# Machine Learning Algorithms - Predict Solutions

Complete the following functions using the Machine Learning techniques you have covered in the training notebooks.

## Pre-processing

### Import Data

In [808]:
import numpy as np
import pandas as pd
import matplotlib.pyplot as plt
import seaborn as sns
% matplotlib inline
from sklearn.preprocessing import StandardScaler
from sklearn.model_selection import train_test_split
from sklearn.linear_model import LinearRegression
from sklearn.linear_model import LogisticRegression
from sklearn.linear_model import Ridge
from sklearn.linear_model import Lasso
from sklearn.metrics import mean_squared_error
from sklearn.metrics import mean_absolute_error
from sklearn.metrics import confusion_matrix
from sklearn.metrics import classification_report
from sklearn.metrics import precision_recall_fscore_support as score

df = pd.read_csv('C:/Users/JF51/Desktop/data.csv').drop('Unnamed: 0', axis=1)

### Pre-process Data

In [809]:
# Regression labels
y_r = df['target_return']

# Classification labels
y_c = df['target_return'].apply(lambda x: 1 if x > 0 else 0)

# Features
X = df.drop(['Date', 'company', 'target_return'], axis=1)

In [810]:
# Standardize data
scaler = StandardScaler()
X_scaled = scaler.fit_transform(X)
X_standardize = pd.DataFrame(X_scaled,columns=X.columns)

In [811]:
# Regression train/test split
X_train_r, X_test_r, y_train_r, y_test_r = train_test_split(X_standardize, y_r, test_size=0.3, random_state=101)
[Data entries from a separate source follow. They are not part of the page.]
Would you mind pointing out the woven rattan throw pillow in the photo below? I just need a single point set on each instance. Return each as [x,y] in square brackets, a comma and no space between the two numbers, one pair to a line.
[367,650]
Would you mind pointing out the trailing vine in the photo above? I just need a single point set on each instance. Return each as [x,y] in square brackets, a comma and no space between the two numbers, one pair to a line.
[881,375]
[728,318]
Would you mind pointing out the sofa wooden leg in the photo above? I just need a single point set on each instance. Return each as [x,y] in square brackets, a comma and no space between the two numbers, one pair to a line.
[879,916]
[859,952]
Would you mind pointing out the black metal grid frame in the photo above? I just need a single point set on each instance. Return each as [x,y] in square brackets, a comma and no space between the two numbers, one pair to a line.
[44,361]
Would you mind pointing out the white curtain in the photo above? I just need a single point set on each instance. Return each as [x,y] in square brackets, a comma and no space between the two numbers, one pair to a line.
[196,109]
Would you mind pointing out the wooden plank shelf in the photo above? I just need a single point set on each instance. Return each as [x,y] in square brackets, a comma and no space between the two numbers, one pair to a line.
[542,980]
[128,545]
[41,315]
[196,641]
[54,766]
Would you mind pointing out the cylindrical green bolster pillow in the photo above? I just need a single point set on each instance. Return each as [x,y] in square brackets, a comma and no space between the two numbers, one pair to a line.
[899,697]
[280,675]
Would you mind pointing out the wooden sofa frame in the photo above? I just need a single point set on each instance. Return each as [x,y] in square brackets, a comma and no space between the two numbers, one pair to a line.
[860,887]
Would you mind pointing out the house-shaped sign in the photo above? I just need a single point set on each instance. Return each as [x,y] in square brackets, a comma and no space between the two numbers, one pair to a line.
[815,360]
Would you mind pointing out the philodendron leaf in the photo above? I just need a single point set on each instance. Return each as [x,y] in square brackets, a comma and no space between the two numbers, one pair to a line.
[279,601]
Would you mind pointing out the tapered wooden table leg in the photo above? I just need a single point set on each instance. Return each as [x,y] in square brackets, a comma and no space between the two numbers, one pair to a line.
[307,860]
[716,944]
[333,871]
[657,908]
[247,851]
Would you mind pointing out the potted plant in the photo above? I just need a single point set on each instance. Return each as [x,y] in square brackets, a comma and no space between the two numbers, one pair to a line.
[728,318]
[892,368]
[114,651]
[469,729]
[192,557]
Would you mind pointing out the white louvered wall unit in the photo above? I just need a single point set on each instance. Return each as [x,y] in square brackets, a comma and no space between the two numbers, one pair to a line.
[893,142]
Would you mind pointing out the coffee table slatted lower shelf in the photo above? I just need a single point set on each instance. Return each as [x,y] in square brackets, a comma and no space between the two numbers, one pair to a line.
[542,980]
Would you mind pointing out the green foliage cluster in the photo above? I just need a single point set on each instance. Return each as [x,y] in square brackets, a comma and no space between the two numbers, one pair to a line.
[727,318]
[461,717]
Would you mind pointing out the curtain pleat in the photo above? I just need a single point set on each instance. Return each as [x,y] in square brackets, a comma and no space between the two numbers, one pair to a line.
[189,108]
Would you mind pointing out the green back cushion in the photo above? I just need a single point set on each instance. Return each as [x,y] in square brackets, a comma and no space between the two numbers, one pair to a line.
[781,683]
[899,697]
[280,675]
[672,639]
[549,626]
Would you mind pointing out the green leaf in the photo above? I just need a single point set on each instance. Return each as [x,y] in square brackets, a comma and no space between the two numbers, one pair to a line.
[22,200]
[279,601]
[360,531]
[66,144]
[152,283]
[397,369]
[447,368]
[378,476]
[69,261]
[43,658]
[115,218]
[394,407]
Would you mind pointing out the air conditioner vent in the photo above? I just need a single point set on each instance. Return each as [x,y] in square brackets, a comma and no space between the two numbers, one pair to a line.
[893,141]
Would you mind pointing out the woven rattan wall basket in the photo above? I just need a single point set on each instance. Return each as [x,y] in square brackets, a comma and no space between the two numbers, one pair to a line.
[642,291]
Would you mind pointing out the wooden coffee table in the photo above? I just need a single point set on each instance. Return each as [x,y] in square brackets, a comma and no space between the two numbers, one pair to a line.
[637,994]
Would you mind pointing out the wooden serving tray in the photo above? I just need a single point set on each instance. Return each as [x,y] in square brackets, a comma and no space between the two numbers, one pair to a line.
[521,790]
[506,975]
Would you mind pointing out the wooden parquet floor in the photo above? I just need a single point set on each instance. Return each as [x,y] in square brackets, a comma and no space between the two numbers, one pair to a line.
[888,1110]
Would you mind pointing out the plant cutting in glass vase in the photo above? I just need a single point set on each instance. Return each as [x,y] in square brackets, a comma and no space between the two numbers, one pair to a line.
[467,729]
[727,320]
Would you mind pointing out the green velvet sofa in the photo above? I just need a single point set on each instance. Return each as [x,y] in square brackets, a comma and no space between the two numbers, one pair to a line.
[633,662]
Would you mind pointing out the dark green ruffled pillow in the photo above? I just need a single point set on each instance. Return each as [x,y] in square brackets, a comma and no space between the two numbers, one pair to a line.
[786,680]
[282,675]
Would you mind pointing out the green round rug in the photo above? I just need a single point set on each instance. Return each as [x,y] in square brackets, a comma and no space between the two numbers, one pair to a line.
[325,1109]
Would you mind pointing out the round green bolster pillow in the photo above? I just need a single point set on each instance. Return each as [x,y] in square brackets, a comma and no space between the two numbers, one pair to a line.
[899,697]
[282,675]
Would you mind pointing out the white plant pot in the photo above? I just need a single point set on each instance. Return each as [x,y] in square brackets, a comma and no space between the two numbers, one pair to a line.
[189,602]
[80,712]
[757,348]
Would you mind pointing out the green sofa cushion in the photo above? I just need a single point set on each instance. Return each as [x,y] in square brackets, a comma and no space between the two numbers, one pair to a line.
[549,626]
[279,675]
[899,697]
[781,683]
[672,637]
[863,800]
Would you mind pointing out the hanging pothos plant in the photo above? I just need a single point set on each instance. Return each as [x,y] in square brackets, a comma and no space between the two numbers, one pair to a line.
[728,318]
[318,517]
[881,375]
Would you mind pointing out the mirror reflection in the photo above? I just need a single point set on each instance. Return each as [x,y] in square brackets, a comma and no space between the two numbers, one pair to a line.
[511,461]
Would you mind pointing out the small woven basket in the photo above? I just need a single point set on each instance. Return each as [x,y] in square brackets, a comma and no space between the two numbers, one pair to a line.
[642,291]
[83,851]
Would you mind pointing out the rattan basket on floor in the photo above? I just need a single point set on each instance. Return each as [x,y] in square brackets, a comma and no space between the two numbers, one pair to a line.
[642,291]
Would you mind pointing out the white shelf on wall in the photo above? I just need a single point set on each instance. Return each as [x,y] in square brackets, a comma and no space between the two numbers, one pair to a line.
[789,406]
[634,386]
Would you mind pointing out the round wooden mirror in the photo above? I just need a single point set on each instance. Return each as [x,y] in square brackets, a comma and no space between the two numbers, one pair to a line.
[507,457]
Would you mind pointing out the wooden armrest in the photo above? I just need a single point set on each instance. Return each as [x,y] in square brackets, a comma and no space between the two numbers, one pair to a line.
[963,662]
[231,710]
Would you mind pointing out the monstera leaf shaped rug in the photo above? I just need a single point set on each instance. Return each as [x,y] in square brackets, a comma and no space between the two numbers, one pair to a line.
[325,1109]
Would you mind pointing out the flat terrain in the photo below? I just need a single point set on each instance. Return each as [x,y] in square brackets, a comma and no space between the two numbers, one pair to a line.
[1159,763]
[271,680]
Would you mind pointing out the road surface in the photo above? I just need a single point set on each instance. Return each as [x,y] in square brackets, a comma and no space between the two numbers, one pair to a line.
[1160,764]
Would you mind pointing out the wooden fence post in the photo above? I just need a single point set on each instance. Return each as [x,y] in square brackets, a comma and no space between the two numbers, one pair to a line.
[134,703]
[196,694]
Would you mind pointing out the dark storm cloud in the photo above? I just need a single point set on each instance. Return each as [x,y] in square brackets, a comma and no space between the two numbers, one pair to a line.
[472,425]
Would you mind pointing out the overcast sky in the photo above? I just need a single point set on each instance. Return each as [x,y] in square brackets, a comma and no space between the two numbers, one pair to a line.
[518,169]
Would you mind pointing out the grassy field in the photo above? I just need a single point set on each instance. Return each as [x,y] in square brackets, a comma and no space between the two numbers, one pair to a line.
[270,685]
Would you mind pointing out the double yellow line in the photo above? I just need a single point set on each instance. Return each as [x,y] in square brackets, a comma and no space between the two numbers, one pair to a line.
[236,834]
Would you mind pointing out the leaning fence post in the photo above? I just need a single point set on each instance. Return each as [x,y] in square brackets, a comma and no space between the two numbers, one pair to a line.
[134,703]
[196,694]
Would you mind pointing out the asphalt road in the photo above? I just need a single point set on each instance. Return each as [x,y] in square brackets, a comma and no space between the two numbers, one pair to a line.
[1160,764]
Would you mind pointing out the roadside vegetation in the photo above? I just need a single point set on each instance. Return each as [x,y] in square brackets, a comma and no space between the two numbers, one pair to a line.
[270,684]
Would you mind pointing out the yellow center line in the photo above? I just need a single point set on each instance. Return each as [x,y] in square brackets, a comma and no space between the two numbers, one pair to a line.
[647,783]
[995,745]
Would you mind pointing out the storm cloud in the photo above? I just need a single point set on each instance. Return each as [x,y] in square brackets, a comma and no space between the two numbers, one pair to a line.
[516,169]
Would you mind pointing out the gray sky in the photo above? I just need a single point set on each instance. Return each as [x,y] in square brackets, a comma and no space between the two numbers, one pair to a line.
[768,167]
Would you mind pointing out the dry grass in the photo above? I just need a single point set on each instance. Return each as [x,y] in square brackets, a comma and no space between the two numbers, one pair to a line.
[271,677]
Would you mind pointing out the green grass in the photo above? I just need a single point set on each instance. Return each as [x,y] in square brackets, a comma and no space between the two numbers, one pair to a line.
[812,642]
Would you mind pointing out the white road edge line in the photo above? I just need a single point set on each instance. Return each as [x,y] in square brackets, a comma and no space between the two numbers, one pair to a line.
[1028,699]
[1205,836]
# Classification train/test split
X_train_c, X_test_c, y_train_c, y_test_c = train_test_split(X_standardize, y_c, test_size=0.3, random_state=101)

## Function 1

Write a function to return the intercept as a float (rounded to the nearest 3 integers) of a linear regression model

* Given the training features (X_train) and labels (y_train)

In [812]:
def lin_reg_intercept(X_train, y_train):
    
    "Returns intercept (float) of linear regression model"

    # Your code here
    
    # Create linear regression object
    lm = LinearRegression()

    # Train the model using the training sets
    lm.fit(X_train, y_train)

    #Equation  Intercept
    int_lm = float(round(lm.intercept_,3))
    
    return int_lm
    
    

In [813]:
lin_reg_intercept(X_train_r, y_train_r)

0.027

## Function 2

Write a function to return the number of coefficients greater than 0 in a lasso model (as an integer)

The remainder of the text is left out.